REHABILITATION OF WARMWATER STREAM ECOSYSTEMS DAMAGED BY CHANNEL INCISION

Authors: Shields Jr, Fletcher; Knight, Scott; Cooper, Charles

Submitted to: Ecological Engineering
Publication Type: Peer Reviewed Journal
Publication Acceptance Date: 11/7/1996
Publication Date: N/A
Citation: N/A

Interpretive Summary: Streams in many agricultural watersheds have been destabilized by historical management practices like deforestation, channelization, and a lack of on-farm conservation measures. Cost-effective strategies to restore stream channel stability and ecological resources are needed, but scientific studies of restoration projects, particularly those in unstable, warmwater streams, are scarce. Two small streams in northwest Mississippi undergoing accelerated erosion were stabilized using different structural and vegetative measures, and physical and biological response was measured for two to three years.
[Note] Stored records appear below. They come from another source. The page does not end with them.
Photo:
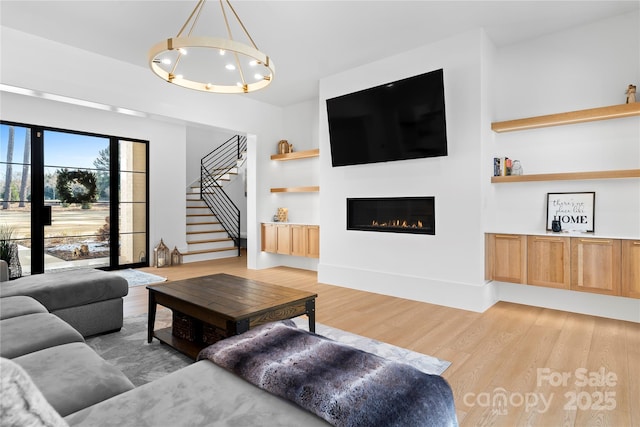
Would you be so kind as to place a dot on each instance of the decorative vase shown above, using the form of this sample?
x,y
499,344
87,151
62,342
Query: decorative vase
x,y
283,214
516,168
The project which featured distribution of smaller stabilization structures along a reach produced superior and more persistent response in habitats and fish populations to the project that featured a single large structure. Vegetative measures failed due to impermeable soils and competition from an exotic vine, kudzu. These results indicate that even minor increases in pool habitat can produce desirable shifts in fish species composition and size distribution, but without a stabilization plan that specifically considers habitat restoration, improvements in biological resources will be limited and possibly not long lived. Additional research is needed to develop cost-effective approaches for establishing native woody species on banks of incised streams infested with kudzu. 

Technical Abstract: Cost-effective design for incised stream habitat rehabilitation is a challenging problem, and detailed studies of outcomes are rare. Herein we present a case study of two streams (watershed size = 12 and 14 km*2) damaged by channel straightening and incision. One stream was stabilized using a metal sheet piling weir and dormant willow post planting, while the other was treated with a stone weir, stone toe bank protection, and willow sprout planting. Fishes and their physical habitats were monitored for one to two years before construction and two to three years afterward. Willow planting was not successful, so canopy, bank vegetation, and woody debris density were unchanged. Pool habitat area increased from less than 5% to more than 30% of the total aquatic area, and mean water depth at baseflow doubled in the stream with the sheet-pile weir and tripled in the stream with stone structures. Fish species richness and diversity were unchanged, but species composition shifted away from cyprinids typical of shallow, sandy runs toward pool-dwelling catostomids and centrarchids, becoming more similar to a nearby lightly-degraded reference site. Median lengths of selected centrarchids increased following rehabilitation. Physical and biological response were more persistent for the stream treated with the stone weir and bank toe protection, possibly because the stone toe produced a more uniform longitudinal distribution of cover and pool habitats than the single weir. Recovery of habitat resources in deeply incised low-order warmwater streams draining agricultural watersheds is better served by designs which feature distribution of structures along a reach rather than concentration of structure at a few points.